Kanun Hükmünde Kararname (KHK) ile kapatılan Evrensel Kültür, Özgürlük Dünyası ve Tiroj dergileri İstanbul Mimarlar Odasının Karaköy'deki Büyükkent şubesi binasında basın toplantısı düzenledi. "Kanun Hükmünde kararnameler hayat ve kültür karşısında hükümsüzdür" pankartının açıldığı basın toplantısında ilk konuşmacı olan Özgürlük Dünyası dergisi editörlerinden Mustafa Yalçıner, "Özgürlük dünyası sosyalist kültür ve politika dergisidir. Sorun Terör ise Özgürlük Dünyasının sayfaları ortadadır. Dergimiz yönelik gerekçe olmayan bir gerekçe sunuluyor. Terörün savunulduğuna dair tek bir sayfa bulunamaz. Özgürlük Dünyasının herhangi bir terörle hiçbir bağlantısı yoktur" dedi.

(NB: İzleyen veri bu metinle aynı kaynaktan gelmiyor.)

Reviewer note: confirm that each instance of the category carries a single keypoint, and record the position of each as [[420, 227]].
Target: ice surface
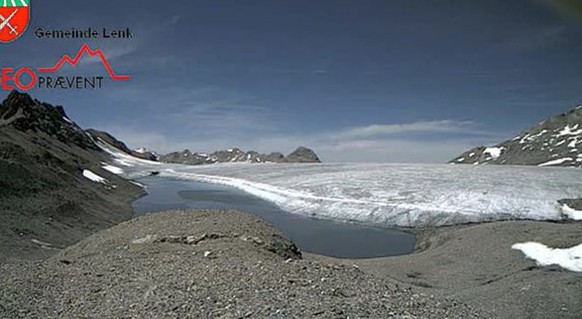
[[392, 194], [113, 169], [94, 177], [556, 162], [570, 258], [495, 152]]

Yalçıner, eleştirel yazıların dergide yer aldığını buna karşın derginin şiddetle bağlantısının olmadığının altını çizdi. Yalçıner, yola devam edeceklerini,"Yapılmak istenen derginin kapısına kilit vurmaktır. Bu beyhude bir çabadır. Özgürlüklere, mühür vurmak imkansızdır. Teori ve pratik dergisi olarak yayın yaptık. Düşünce ve ifade özgürlüğüne mühür vurmaktan başka bir şey değildir bu kararname. Gerekçesi ne olura olsun fiilen uygulanabilir değildir. Özgürlük Dünyası demek ifade özgürlüğü demektir, insanların özgür olması demektir.
Bugün içinde bulunduğumuz ortamda bile özgürlük dünyasının yanında yer alacağız" ifadeleriyle değerlendirdi.
Yalçıner'in ardından konuşan Tiroj dergisi yazı işleri müdürü Bülent Ulus,"Kürtlerin sanatını, kültürünü sayfalara taşıyıp asimilasyon karşı bir politika geliştirdik" dedi. İnkar ve asimilasyon politikalarının Osmanlı'nın son dönemlerinde de görüldüğünü anlatan ulus hükümetin de asimilasyon politikalarına devam ettiğini aktardı.
"Kürtlerin haklılığını anlatmaktı derdimiz" diyen Ulus, farklı kültürleri sayfalarına taşıdığını anlattı. Ulus son olarak,"Şuanda yaşananların darbeden bir farkı yok. Bizim önümüzde duran temel görev farklılıkları ve zenginlikleri savunmak. Ötekilerin sesi olmayı sürdürmek. Newtroz'da yayın hayatına başlayan Tiroj'un 29 ekimde kapatılması ironidir" dedi.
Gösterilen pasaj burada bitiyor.